Every page has to count.  Not only are you trying to get across the purpose of the scene, you also have to do it in a clever way, or at the very least a way that will keep an audience (or a reader) focused on your film.  If you run a scene too long, you better have a damned good reason, because while you might be working out a powerful family dynamic that is telling and evocative, your audience might be working out how quickly they can go take a whiz before shit starts blowing up again.

My opening is about three pages, which is reeeaallly pushing it, in my opinion.  Not only is it prelude, it has to be a grabber; considering I'm doing a comedy, it's gotta be witty as well.  So three pages, three minutes for that opening scene?  Might be too much.  And if you think three minutes isn't that long, hold your breath for three minutes and get back to me.

You have to ask if those three minutes are worth the time spent on them.  You have to wonder if everything on those pages is important and relevant to the story.  And you have to realize you've left yourself with only eighty-seven pages to do everything else.  They add up quicker than you'd think.

And even as I say this, I have to turn around and tell you it doesn't matter that much, in the long run.  Go ahead and write a two hundred page script, if that's what you have in you.  Just understand if you want to actually see it made, you're going to be hacking away at that thing like a fat man at a barbecue.

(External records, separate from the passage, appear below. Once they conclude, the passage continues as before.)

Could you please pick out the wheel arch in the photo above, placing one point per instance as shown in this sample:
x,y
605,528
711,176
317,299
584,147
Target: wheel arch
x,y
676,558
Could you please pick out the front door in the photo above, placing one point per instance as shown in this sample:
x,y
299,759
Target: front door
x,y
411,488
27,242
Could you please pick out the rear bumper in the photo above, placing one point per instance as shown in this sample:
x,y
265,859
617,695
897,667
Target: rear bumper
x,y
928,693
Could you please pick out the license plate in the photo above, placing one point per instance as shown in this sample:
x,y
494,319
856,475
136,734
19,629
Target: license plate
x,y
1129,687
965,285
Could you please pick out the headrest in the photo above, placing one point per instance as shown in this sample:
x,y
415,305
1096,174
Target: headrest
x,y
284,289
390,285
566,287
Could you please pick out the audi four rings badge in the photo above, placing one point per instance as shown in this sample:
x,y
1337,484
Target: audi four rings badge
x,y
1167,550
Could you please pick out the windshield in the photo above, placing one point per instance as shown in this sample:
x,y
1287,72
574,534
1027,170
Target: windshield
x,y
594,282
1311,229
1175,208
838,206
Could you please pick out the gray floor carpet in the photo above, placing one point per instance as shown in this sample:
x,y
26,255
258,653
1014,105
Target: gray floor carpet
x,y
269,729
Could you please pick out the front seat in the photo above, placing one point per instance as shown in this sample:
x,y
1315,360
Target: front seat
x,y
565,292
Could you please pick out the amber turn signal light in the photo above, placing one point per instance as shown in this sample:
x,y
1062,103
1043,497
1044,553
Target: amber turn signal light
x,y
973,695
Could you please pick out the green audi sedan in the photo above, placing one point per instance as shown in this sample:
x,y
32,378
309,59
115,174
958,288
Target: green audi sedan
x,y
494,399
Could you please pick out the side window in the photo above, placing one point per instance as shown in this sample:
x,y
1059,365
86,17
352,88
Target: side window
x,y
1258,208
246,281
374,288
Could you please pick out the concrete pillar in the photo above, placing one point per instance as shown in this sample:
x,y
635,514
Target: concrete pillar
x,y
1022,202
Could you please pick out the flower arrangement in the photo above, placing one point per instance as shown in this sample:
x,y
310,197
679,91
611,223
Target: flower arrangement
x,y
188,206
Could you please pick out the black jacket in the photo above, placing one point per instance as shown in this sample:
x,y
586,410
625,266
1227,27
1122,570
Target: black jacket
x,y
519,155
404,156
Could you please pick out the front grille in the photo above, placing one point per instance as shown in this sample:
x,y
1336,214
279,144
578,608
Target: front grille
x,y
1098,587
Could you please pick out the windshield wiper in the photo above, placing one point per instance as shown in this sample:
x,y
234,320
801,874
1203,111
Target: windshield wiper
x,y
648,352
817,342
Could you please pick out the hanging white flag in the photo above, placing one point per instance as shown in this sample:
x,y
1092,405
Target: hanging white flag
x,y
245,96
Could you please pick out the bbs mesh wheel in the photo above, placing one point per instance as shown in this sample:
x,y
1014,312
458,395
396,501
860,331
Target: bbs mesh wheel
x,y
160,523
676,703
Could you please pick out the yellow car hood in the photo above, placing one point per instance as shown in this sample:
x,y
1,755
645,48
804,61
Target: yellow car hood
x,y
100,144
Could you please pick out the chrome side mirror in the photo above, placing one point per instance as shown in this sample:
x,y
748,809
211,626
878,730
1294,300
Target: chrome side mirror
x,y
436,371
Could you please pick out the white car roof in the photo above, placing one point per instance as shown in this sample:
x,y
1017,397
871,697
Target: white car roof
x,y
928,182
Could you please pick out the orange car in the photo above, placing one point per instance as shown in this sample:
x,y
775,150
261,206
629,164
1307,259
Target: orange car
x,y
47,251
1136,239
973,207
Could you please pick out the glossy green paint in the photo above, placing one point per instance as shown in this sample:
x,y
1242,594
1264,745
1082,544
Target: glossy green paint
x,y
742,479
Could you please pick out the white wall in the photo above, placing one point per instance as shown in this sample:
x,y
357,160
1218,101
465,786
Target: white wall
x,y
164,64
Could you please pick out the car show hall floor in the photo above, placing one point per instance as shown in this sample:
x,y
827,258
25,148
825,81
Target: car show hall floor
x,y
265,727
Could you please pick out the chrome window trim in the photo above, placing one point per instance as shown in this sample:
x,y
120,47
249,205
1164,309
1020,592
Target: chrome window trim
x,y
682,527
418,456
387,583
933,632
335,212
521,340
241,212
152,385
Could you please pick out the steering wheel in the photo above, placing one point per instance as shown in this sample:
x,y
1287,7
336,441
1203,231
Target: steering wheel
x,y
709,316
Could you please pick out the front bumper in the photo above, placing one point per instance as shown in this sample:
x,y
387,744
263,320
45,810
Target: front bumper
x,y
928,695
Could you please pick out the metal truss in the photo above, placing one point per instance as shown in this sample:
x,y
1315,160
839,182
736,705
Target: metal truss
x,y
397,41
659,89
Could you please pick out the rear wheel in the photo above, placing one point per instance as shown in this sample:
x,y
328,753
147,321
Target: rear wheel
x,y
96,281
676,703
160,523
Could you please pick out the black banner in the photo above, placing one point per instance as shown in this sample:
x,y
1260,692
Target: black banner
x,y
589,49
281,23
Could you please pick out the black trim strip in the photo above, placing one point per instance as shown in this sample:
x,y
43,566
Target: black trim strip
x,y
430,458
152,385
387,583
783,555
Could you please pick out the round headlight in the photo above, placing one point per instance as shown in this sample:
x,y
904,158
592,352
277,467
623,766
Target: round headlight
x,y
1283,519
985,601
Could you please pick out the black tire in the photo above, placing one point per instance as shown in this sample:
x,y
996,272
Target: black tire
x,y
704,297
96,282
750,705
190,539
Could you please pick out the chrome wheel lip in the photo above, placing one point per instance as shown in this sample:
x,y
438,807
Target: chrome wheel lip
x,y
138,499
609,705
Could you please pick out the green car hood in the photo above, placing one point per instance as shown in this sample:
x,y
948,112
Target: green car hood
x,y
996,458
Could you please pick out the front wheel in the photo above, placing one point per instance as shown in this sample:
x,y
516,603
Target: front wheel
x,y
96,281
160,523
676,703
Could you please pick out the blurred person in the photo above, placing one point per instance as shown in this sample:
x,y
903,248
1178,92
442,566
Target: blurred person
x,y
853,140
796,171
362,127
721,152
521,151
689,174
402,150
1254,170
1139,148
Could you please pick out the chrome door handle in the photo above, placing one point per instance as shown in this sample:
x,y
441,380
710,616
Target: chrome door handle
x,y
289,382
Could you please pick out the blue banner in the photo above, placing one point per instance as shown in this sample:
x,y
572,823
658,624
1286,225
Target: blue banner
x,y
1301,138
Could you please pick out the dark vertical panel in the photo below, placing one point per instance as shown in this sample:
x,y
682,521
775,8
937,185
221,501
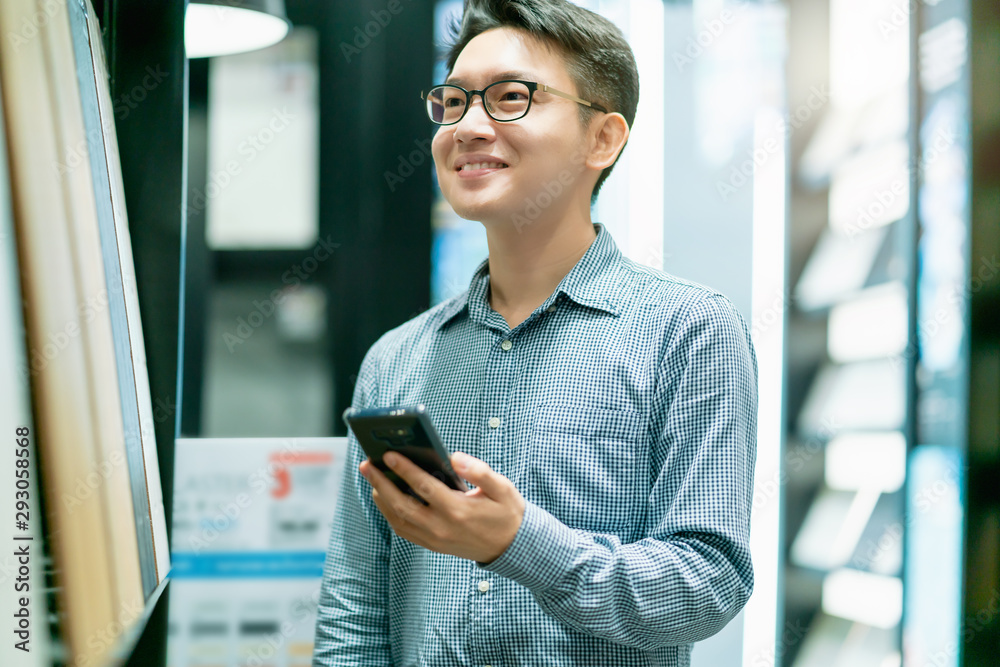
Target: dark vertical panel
x,y
371,118
149,91
198,274
981,627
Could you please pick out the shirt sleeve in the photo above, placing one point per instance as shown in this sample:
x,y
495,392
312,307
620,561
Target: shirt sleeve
x,y
691,573
352,624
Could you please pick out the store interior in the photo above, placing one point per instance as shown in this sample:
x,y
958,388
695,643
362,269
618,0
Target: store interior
x,y
832,166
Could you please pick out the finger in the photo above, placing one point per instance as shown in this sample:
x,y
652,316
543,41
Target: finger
x,y
477,471
395,505
427,486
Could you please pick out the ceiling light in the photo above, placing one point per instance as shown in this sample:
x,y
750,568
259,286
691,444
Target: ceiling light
x,y
224,27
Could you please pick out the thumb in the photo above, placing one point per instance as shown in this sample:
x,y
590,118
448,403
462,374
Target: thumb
x,y
479,473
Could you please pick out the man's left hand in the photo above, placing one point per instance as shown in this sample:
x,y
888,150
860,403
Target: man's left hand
x,y
478,524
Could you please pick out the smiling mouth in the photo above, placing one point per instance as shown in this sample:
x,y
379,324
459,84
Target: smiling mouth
x,y
476,166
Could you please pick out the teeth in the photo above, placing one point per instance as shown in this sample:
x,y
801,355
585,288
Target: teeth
x,y
483,165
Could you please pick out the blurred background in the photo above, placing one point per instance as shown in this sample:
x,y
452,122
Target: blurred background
x,y
833,166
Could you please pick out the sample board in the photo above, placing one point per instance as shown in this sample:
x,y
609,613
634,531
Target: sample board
x,y
84,360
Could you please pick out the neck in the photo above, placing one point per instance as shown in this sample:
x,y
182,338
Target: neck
x,y
527,263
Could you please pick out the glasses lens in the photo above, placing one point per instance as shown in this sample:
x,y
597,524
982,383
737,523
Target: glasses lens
x,y
445,104
508,100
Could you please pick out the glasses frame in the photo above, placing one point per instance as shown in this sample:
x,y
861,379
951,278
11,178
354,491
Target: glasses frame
x,y
532,87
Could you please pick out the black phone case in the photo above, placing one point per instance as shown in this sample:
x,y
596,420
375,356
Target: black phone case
x,y
409,431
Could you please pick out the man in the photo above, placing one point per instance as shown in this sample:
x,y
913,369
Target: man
x,y
603,412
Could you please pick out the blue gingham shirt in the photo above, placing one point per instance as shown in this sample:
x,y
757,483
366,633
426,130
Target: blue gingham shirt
x,y
624,411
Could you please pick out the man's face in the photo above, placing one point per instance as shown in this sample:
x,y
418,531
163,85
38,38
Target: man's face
x,y
537,149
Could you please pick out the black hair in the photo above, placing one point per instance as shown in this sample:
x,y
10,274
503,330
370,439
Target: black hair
x,y
598,58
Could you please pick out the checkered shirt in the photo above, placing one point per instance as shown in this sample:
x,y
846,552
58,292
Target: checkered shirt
x,y
624,411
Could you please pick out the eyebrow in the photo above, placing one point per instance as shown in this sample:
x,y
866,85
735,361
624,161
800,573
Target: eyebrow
x,y
499,76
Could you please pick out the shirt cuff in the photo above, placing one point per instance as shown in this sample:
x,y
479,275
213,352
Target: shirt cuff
x,y
541,553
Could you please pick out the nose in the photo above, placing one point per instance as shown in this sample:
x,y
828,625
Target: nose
x,y
475,122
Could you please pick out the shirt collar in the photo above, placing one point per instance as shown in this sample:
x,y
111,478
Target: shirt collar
x,y
591,282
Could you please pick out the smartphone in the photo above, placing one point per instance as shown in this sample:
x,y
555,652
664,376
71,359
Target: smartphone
x,y
409,431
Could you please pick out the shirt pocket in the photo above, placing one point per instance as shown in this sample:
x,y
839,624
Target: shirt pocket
x,y
588,467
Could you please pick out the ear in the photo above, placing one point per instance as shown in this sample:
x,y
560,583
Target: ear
x,y
608,134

Getting the first draft done?  That's the easy part.  Then comes the second draft ...

3 comments:

  1. The advantage of working alone is that you have all of the power to do with the script what you will. The disadvantage,is that the thing is your baby and you don't want to cut all that much out.

    ReplyDelete
  2. As a fellow writer, I can't help but agree that getting past that first draft is indeed rather like climbing a mountain...from the top of which you can see the rest of the work before you, the rest of the mountain range you've yet to traverse.